Countries cannot choose their neighbors. It is said that a senior government official from Vietnam once said, “So far from Heaven, so close to China.” He did not use the word “poor” or “lucky” for Vietnam and other neighboring countries of China. But, from what China has done for its neighbors, they are lucky to be so close. China’s development offers good opportunities for them. The Belt-Road initiative is a notable example.

One of the main purposes of designing the Belt-Road initiative is to promote ties between China and its neighbors. Running through Central Asia and South East Asia, this initiative is expected to promote economic cooperation through policy coordination, infrastructure connection, trade facilitation, financial flows, and cultural exchanges.

China’s land border stretches 22,000 kilometers, and is shared with fourteen countries. Through peaceful means, China has resolved border disputes with twelve of them.

China does not use non-peaceful means to resolve border disputes with its neighbors. As a peace-loving nation, China has never occupied an inch of foreign land. At numerous occasions, China has expressed its willingness and determination to reach a win-win outcome through dialogue.

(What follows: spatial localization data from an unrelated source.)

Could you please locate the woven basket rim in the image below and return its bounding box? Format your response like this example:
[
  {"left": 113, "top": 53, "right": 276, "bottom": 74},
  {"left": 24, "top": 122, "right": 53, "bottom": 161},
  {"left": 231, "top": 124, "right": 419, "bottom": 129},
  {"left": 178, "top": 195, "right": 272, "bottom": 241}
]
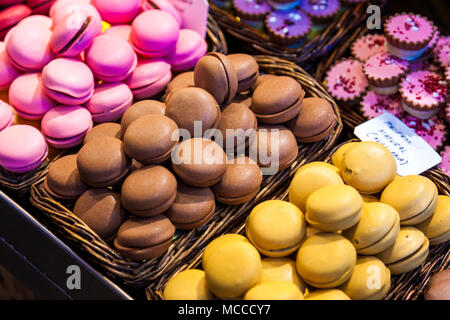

Bilateral relations between a major power and its neighbors are a two-way street. Big countries should not bully small ones, neither should small countries bully big ones. Quite a few examples show that China was not treated well by its small neighbors in the past, such as the fact that the then Philippine President Benigno Aquino, supported by the US and Japan, filed for arbitration against China in 2013 despite the agreement his country had reached with China on solving their dispute over the South China Sea.

While meeting with the United States Secretary of Defense James Mattis at the Great Hall of the People in Beijing on June 27, 2018, Xi Jinping said that China’s attitude on safeguarding national sovereignty and territory integrity is firm and clear. “China will not tolerate losing even an inch of homeland that is inherited from ancestors, nor will it claim any land of other nations,” Xi Jinping told Mattis.

In conclusion, China cannot take the U.S. as a model in dealing with its neighboring countries. China has its own principle built upon amity, sincerity, mutual benefit, and inclusiveness.